Introduction: Glioblastoma (GB) is a devastating form of brain tumor with a very poor prognosis. Quiescent Glioblastoma Stem Cells (qGSCs) are believed to initiate GB and be partly responsible for the fatal recurrence following treatment. Importantly, no single molecular marker exists to precisely identify qGSCs. Recent in vivo evidence has shown the nucleocytoplasmic ratio of poly-adenylated (poly (A)) RNA to be higher in quiescent neural stem cells (qNSCs) when compared to active neural stem cells (aNSCs), and in qGSCs compared to aGSCs in vitro. Moreover, preliminary evidence revealed a bimodal distribution of the poly (A) ratio among Ki67- cells. Whether or not staining combinations with Ki67 (expressed mainly in G2) and other proliferative markers such as MCM2 (expressed mainly in G1) would improve the identification of qGSCs was investigated.
Methods: Freshly-resected GB samples were stained for SOX2, Ki67, MCM2 and oligo(dT). The nucleocytoplasmic poly (A) ratio was calculated for supposedly qGSCs (both Ki67- and MCM2-) and aGSCs (either Ki67+, MCM2+, or both). Only SOX2+ cells (GSCs) were included.
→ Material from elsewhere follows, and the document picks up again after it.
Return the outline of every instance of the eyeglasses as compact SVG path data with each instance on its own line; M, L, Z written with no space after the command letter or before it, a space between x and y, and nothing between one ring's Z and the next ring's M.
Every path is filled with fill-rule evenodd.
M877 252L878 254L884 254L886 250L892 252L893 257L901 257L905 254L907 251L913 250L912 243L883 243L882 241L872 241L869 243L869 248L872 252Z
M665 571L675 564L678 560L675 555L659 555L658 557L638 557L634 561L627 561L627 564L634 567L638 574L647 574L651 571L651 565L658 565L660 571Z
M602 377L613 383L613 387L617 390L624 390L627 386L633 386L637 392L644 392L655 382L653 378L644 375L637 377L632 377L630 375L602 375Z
Results: MCM2 identified a fraction of GSCs that were not identified by Ki67. GSCs positive for MCM2 displayed three patterns of MCM2 expression: MCM2nuc (nuclear), MCM2cyto (cytoplasmic) and MCM2nuc+cyto (equal distribution). All Ki67+ cells were MCM2nuc. Therefore, the nucleocytoplasmic poly (A) ratio of supposedly active MCM2nuc GSCs was compared with the ratio of supposedly quiescent MCM2cyto cells, which was significantly higher. No difference in the ratio was found between Ki67+ cells and MCM2nuc/Ki67- cells. Eventually, a negative correlation was established between the nucleocytoplasmic MCM2 and poly (A) ratios.
Conclusion : MCM2 identifies more aGSCs than Ki67, while identifying all the aGSCs already identified by Ki67. Thus, absence of nuclear MCM2 appears to be a better marker than absence of Ki67 to identify qGSCs. Further validation of this concept with higher numbers of samples is nevertheless needed.